Since Wilson leads Bangerter by 19 points in the latest Deseret News/KSL-TV poll conducted by Dan Jones & Associates, anyone who chooses Cook over the governor is just helping Wilson, Buhler and other GOP strategists figure. The poll shows Wilson at 49 percent, Bangerter at 30 percent and Cook at 11 percent.

Part of wooing Republicans and independents away from the Cook camp is how you treat the independent candidate. Buhler makes it clear that Bangerter doesn't want to give Cook any credibility, whether his position in the polls deserves it or not.

Take the proposed gubernatorial debates: "It is our position, and our preference, that we debate Wilson alone," said Buhler. No Cook? "If the sponsor of the debate wants Merrill there, and we want to get at Wilson, we won't decline the debate invitation. But since the race is really between Bangerter and Wilson - and it is - why have anyone else there?"

Buhler said the governor won't debate Cook alone, period. "If Wilson doesn't come, the governor isn't interested."

Wilson is a bit more generous. "I have no preconditions. If Merrill is at the debates, that's fine by me. It is really up to the sponsors. If Merrill shows up and the governor doesn't, fine. I'll debate Merrill alone."

The debates are sticky points for Wilson and Bangerter. For his part, Wilson really doesn't want debates until after Labor Day, Sept. 5. "We have the Farm Bureau debate in July, but that is probably the only debate we'll do in July and August. People just aren't interested in politics in the summer. We'll do maybe eight or 10 debates, all told," Wilson said.

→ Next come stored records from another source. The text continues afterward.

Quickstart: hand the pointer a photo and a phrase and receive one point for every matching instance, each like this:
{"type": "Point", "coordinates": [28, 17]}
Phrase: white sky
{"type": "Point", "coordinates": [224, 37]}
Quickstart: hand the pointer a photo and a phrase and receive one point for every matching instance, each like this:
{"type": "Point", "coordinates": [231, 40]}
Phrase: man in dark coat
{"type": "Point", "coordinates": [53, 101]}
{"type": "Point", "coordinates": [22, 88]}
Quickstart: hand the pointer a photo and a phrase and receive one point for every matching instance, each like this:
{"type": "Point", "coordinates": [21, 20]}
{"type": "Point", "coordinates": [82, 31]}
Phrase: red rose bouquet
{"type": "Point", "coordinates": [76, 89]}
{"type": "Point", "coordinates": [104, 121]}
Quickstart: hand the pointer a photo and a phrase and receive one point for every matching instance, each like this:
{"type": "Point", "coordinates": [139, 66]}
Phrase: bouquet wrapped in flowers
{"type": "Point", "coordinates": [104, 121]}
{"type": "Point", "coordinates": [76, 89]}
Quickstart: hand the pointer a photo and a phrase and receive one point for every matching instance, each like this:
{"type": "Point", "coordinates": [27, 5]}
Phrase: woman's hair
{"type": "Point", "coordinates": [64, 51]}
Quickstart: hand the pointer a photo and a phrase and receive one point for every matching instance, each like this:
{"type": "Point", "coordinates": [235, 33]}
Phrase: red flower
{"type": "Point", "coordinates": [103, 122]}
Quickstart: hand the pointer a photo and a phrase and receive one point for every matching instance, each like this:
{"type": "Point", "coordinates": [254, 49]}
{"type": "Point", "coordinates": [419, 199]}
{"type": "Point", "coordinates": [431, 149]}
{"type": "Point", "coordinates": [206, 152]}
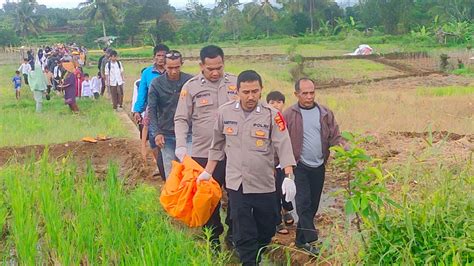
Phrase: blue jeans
{"type": "Point", "coordinates": [169, 149]}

The governor is in a different spot. He wants to debate Wilson - a lot - maybe 20-25 times if Wilson agrees. But Bangerter doesn't want to debate Cook. How do you criticize one candidate for not debating while side-stepping debates with a third candidate?

Cook is clearly angry about how Bangerter treats his candidacy. "Ninety percent of the problems I'm having are with the Bangerter camp. And that's because the governor is scared stiff, just scared stiff, of the tax and economic development message I bring. He has lost all sense of fair play. He is using the power of the governorship to pressure people who want to sponsor the debates not to invite me. I'm sorry to say this, but it's clear he will do anything to get re-elected. No matter what," Cook said.

Cook further claims that Bangerter's campaign will use voter identification lists compiled by Sen. Orrin Hatch's campaign to find GOP and independent voters who favor Cook and go after them.

Buhler said no decision has yet been made whether to go after Cook voters. Public opinion polls show that twice as many Republicans favor Cook as do Democrats. "We're going after all Republicans of course. We have to bring some of them home (a number say they plan to vote for Wilson this year). But some of this (campaign) strategy is like making sausage: it's better if you don't know how it's done, you feel better."

Responds Cook: "Hatch has $2 million and doesn't have a tough race. I know he'll use a lot of that money helping Bangerter defeat me."

Bud Scruggs, Hatch's campaign manager, said Cook is just plain wrong about the voter lists. "We've contracted with a private, commercial firm to compile our lists. By contract, we can't share that information with anyone, not Bangerter, not the Republican Party." Scruggs adds, however, that the Bangerter campaign or party could buy those lists from the private firm.

Wilson said he's not going after any Cook voters, and probably won't go after any Bangerter voters. "The people who support Cook are the tax protesters. Hey, they wouldn't vote for me if I gave them a free vacation in Hawaii."

But Wilson isn't counting on Cook to help him beat Bangerter. "Merrill is too much an unknown factor. Who does he really hurt? What will he do? I've already got the anybody-but-Bangerter vote. I'm working to identify the support I have and convince the undecideds that I can be governor and represent them," Wilson said.